Philip W. Goatcher was born on the 23rd November 1851, in London; the son of a scene painter. He left school in his early teens to work as a law clerk at Lincoln’s Inn. In his spare time he would visit Sadler’s Wells Theatre and at work he amused himself sketching stage art. He sailed to Melbourne in 1867 and walked to the Ballarat goldfields of Victoria, during the gold rush years. He continued his drawings and Philip’s sketches attracted the attention of John Hemmings, who had worked for the Theatre Royal, and was recognized as Melbourne’s leading scene painter.
Hemmings predicted a great future for the young Goatcher as a painter, but Goatcher had itchy feet for gold and moved on to other goldfields in New Zealand and San Francisco. It was in San Francisco that he met the young J. C. Williamson, an American actor (who later became a prominent theatre director in Australia). From San Francisco, he moved to New York and Goatcher became Principal Designer at Wallack’s Theatre from 1875-1885 where he has been described as one of the finest designers of the late Victorian style.
From New York, Goatcher returned to London and painted stage sets and curtains at Drury Lane and Covent Garden and then returned to the U.S. once more where he married; had four children; and worked for many leading theatres.

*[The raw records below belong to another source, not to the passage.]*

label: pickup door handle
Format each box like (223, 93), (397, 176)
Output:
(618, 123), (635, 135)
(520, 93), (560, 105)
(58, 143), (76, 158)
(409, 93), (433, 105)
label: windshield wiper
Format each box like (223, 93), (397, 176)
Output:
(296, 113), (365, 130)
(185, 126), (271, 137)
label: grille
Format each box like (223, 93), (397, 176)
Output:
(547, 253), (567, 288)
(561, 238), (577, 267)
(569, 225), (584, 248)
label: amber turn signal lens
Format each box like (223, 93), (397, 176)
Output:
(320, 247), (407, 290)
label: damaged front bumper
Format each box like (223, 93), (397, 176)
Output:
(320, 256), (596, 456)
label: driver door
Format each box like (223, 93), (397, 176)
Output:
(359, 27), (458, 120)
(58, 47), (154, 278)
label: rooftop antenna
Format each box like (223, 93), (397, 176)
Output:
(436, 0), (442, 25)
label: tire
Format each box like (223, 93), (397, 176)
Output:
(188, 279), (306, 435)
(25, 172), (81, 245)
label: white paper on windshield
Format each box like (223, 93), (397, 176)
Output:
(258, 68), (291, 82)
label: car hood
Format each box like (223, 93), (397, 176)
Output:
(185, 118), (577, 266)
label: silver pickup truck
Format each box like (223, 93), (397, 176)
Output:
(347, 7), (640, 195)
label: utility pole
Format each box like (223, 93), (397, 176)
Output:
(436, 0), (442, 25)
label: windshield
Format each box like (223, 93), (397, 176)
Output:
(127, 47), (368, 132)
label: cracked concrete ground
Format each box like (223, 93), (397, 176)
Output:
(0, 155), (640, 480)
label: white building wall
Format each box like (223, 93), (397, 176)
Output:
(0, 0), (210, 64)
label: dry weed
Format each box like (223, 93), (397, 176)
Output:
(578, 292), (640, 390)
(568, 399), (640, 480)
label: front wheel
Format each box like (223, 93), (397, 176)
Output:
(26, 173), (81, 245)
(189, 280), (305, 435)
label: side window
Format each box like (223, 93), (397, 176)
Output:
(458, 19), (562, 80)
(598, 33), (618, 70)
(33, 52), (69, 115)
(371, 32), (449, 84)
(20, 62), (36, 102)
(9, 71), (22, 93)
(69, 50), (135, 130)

His marriage did not last and Goatcher divorced in 1890 and returned once more to London with two of his elder sons. He worked for both Henry Irving and Richard D’Oyly Carte at the likes of the Savoy and enthusiastically took up J. C. Williamson’s offer to return to Australia once more – this time making him the highest paid scene painter in the world.
- Due to his success as a theatre screen painter, Goatcher was nicknamed “Satin and Velvet”. His backstage set design textile illusions painted on cloth are known as “Trompe L’œil” (trick the eye). This is a form of illusionary art, designed to deceive the viewer into believing that objects are 3-D, instead of being a 2-D art piece.
The image above is “The Bay of Naples,” a drop-canvas curtain at the Boulder-Kalgoorlie Town Hall and is believed to be the only surviving theatre curtain of this form remaining in the world. The curtain depicts a Neapolitan scene with Vesuvius in the background, surrounded by tranquil water. The curtain measures 6.25 m x 8.45m, signed and dated ‘Phil W. Goatcher’, 1908.
Apart from the West Australian example of Goatcher’s work; Melburnians from Australia’s east coast, can also appreciate his art inside one of the shops at the elaborate Block Arcade. Philip Goatcher accepted a 1000 Guineas commission to decorate the ceiling of one of the shops within this arcade; with a seraglio of amazons and cherubs, illustrating mathematics, chemistry, astronomy and the new wonder electricity – totally illuminating!
- Seeing the beauty of these ceiling paintings makes one want to shout out a resounding curtain call for one Philip Goatcher – BRAVO! BRAVO! BRAVO!